I think the future of allergy/immunology is bright. As far as compensation. In a presentation from the AAAAI, in 2008 the mean profit based on a survey from members were 356k +/- 272k. I think 1.5 million is a definite outlier.

Are you sure it wasn't +/-72K? +/-272K is a HELLUVA variable. I find that hard to believe. Either that or the sampling was terrible or very biased (read: terrible). From everything I have read (and make no mistake: I am sure as hell NOT an expert), most allergists make upper 200's. But most also work dentist hours (read: <40hrs per week). So for the baller allergists our there (that sounds funny...), I could see 400+. Likewise, for the ballin'-out-of-control allergist makin' 1.5 mil, my guess is that he/she owns multiple clinics and employs other allergists. I doubt one allergist could do that just from practicing allergy medicine in and of itself.
 
Are you sure it wasn't +/-72K? +/-272K is a HELLUVA variable.

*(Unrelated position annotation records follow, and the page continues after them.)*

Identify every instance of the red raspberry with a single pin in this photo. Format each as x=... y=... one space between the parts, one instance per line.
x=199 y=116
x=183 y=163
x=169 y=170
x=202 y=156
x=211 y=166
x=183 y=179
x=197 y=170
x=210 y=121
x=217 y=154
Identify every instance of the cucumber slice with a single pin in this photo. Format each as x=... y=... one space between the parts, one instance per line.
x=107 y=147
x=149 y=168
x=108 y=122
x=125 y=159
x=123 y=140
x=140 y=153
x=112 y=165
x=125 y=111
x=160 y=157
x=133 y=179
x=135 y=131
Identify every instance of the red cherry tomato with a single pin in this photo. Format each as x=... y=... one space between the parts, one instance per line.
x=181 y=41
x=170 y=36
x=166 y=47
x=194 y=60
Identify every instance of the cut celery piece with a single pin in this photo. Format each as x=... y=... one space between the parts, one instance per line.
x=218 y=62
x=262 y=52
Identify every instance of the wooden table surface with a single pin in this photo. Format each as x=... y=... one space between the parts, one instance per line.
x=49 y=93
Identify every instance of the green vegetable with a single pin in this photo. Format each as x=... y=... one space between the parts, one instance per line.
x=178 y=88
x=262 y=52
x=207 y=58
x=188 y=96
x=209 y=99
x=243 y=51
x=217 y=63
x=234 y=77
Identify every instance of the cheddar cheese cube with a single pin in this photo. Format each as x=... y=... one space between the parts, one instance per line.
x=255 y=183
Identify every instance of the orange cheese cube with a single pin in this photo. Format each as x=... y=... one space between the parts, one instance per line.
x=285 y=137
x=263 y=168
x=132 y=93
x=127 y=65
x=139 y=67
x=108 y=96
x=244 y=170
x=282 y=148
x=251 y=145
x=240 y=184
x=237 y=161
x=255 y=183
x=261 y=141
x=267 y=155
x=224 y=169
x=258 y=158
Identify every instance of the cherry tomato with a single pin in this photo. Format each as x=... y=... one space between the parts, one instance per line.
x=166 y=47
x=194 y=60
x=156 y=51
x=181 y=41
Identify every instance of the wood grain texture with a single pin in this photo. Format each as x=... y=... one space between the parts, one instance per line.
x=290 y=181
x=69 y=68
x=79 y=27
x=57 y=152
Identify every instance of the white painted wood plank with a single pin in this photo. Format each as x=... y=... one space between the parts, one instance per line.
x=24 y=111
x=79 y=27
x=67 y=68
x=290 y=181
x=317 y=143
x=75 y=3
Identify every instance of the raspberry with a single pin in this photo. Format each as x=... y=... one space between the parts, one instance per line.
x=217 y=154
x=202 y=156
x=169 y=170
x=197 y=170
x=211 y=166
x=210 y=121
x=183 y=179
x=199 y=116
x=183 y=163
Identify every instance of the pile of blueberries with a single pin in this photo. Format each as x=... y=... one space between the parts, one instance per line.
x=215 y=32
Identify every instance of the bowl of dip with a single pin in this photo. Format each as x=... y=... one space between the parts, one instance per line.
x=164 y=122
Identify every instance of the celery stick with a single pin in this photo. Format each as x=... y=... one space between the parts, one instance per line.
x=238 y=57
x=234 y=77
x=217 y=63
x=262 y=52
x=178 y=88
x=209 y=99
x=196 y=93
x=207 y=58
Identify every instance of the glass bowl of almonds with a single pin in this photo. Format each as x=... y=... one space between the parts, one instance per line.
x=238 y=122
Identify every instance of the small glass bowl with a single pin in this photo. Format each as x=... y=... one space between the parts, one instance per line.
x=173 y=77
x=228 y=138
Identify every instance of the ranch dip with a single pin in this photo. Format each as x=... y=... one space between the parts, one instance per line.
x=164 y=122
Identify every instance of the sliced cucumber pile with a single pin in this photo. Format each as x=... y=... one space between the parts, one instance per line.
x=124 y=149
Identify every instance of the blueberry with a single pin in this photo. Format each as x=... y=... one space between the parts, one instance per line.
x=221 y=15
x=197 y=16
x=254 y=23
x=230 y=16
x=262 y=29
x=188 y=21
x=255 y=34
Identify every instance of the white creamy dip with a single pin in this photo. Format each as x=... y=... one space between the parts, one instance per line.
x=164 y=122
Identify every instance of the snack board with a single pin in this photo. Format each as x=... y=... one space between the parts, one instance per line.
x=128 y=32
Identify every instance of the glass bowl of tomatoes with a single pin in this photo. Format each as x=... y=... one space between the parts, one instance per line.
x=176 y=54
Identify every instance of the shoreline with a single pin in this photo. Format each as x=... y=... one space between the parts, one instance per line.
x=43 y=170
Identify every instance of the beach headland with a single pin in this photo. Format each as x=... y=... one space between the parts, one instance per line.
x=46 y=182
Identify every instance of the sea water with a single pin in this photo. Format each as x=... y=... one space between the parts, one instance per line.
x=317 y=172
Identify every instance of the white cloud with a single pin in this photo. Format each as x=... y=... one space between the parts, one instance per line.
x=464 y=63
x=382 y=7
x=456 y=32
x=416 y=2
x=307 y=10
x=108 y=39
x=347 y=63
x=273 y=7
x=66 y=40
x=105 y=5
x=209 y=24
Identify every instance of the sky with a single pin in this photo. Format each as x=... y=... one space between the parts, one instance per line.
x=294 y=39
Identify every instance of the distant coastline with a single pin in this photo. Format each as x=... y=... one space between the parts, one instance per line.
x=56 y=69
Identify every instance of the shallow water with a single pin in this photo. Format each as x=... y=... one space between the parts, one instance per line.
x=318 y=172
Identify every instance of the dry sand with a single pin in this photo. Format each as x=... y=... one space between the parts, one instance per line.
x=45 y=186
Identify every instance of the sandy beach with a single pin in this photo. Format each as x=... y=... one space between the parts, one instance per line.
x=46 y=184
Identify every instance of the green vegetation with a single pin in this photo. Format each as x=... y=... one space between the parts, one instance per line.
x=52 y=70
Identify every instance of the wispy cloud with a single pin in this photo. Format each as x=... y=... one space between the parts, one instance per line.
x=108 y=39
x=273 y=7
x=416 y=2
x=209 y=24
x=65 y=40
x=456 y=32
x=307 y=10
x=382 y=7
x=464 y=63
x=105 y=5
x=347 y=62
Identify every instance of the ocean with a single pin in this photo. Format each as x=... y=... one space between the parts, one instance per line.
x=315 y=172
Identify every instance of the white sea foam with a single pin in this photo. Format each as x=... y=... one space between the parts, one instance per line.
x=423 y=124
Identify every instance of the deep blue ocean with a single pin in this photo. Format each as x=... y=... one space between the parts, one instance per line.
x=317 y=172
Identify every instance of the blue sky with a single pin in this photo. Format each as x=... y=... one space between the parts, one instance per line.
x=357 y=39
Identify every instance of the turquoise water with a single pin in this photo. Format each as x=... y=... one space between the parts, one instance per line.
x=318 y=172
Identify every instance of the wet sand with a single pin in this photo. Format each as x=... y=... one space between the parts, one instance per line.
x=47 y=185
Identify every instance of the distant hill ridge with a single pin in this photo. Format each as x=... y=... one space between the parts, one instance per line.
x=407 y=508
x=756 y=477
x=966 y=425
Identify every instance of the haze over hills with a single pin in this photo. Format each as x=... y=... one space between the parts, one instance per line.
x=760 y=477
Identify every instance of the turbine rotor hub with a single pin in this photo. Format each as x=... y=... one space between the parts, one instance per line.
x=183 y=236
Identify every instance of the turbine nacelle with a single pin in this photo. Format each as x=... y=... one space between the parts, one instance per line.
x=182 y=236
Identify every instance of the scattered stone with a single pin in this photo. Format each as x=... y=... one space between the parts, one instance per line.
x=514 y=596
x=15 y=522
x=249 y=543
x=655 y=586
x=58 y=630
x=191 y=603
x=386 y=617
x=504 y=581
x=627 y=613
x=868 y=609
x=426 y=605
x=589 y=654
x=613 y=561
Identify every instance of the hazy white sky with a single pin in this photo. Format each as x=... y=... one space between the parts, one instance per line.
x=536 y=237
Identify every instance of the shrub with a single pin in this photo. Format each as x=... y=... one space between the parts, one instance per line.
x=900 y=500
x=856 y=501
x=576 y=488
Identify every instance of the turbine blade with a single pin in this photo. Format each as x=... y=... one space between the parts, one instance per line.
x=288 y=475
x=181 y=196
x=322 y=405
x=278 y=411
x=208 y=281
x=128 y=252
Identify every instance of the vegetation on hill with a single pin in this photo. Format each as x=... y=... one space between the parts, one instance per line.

I find that hard to believe. Either that or the sampling was terrible or very biased (read: terrible). From everything I have read (and make no mistake: I am sure as hell NOT an expert), most allergists make upper 200's. But most also work dentist hours (read: <40hrs per week). So for the baller allergists our there (that sounds funny...), I could see 400+. Likewise, for the ballin'-out-of-control allergist makin' 1.5 mil, my guess is that he/she owns multiple clinics and employs other allergists. I doubt one allergist could do that just from practicing allergy medicine in and of itself.

Yes, I can read, and this is from the AAAAI surveying private practice members. 57 practices with a total of 180 physicians. If you want to look at the data yourself, get a AAAAI user ID and pw. It's too much work for me to attach the file here.

What resource are you using/reading?